Rana Joon and the One & Only Now by Shideh Etaat further instructs readers in the value of liberating ourselves from the constraints and limitations imposed by others. Life is about being the creator, not the bystander; it’s about true and deliberate freedom, about cracking her heart open with her words. As Rana writes an ode to the beautiful mess that makes her who she is, she comes to believe that her poetry is a vessel for that truth.

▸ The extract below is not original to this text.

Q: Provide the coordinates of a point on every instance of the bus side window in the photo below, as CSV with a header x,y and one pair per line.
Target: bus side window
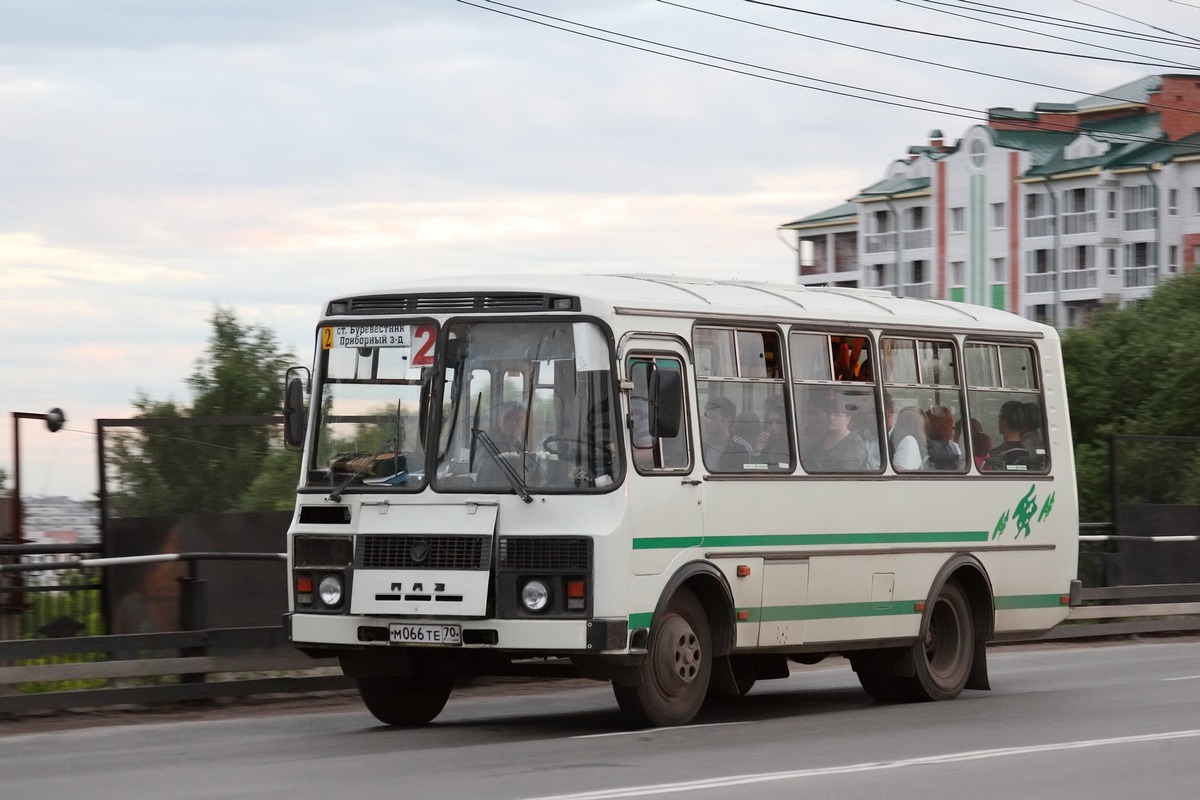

Etaat also draws on powerful allusions to artists such as Tupac, Frida Kahlo, and Audre Lorde and to the lotus flower as a symbol. With a lotus flower as a metaphor for spiritual enlightenment as well as a metaphor for hope and change, Etaat suggests that from the murk of depression, from “all the rough conditions that occur in that deep kind of darkness. Despite all that chaos” (106), we can grow a self that is unclogged by despair if we stay strong and move beyond the obstacles. Therefore, we have a choice: to remain stuck in the mud and muck of our lives or to emerge as a “ridiculously beautiful flower.” After all, our external conditions don’t define us; “it’s how we evolve internally that shapes our paths” (264). We can let the mud swallow us or we can rise above it. In Etaat’s words: “The Way of the Wu is about being responsible for yourself and your journey on this planet, fulfilling your own destiny, no matter what” (265). Ultimately, Rana must find her voice, speak her truth, and live her life freely, not only in the moment but with joy.